Higher education infrastructure. The college leaders who lobbied hard for significant funds for college facilities, citing tens of billions of dollars of backlogged projects, may be disappointed by what's in the legislation. The bill would provide $6 billion in for "higher education modernization, renovation and repair," to be distributed to states in proportion to their share of full-time undergraduates.

The funds could be used for "health and safety repairs, facility modifications to provide access for disabled students, and educational technology infrastructure upgrades, as well as energy efficiency projects," and priority would be given in distributing the money to colleges that "serve high numbers of minority students, institutions impacted by a major disaster" -- a boon to the Gulf Coast institutions affected by Hurricane Katrina and, probably, to the University of Iowa -- "and institutions proposing to improve energy efficiency."

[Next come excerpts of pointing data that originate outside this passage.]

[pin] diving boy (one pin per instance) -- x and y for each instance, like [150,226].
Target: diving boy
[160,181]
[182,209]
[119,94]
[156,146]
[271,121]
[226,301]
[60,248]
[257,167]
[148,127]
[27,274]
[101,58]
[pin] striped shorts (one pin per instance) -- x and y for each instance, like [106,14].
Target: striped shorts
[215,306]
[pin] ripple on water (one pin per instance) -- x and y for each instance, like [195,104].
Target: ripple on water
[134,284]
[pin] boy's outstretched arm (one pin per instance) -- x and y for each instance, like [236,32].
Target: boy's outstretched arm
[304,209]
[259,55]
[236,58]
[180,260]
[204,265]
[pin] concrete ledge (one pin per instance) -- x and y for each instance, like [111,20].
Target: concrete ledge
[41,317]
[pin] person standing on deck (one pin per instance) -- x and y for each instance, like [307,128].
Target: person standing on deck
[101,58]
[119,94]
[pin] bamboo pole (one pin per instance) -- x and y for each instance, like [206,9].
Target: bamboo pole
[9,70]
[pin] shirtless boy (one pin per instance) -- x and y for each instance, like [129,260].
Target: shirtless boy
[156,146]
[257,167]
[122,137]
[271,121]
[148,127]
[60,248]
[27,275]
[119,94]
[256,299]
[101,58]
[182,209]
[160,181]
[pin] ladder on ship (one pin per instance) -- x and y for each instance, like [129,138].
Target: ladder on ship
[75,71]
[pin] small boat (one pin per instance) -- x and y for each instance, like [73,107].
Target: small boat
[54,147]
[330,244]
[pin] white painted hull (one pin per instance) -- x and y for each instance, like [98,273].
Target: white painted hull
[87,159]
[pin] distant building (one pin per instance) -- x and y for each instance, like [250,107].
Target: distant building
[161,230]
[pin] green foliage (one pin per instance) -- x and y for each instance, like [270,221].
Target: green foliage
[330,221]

The bill would also inject significant funds into science facilities through various federal agencies, providing money for a National Science Foundation program (which was created but never funded) designed to modernize science and engineering labs and for a program at the National Institute for Standards and Technology that, according to the Association of American Universities, received 93 proposals last year and was able to fund just three.

Academic research. The stimulus legislation would be a boon, at least in the short term, to advocates for research who have been concerned that federal support for the biomedical sciences has stagnated and that the government has not kept pace on its plan to double funding for the physical sciences.

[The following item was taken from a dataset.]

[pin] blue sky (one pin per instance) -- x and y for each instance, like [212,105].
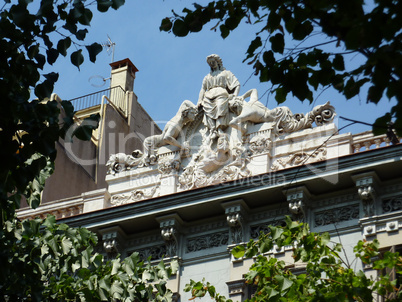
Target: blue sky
[171,69]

In describing the legislation, Congressional supporters seem to be somewhat self-consciously describing the proposed research funds as economic drivers. A news release from the House Appropriations Committee describes proposed NASA funds as "$400 million to put more scientists to work doing climate change research" and $1.5 billion in funds for the National Institutes of Health as "expanding good jobs in biomedical research." The legislation does not specify whether those funds should be used for research grants, fellowship support or other purposes.

The legislation also includes one other potential gift, this time for lenders. It contains language that would change the way the government calculates the subsidies it pays to student loan providers, as pointed out by the New America Foundation's blog Higher Ed Watch.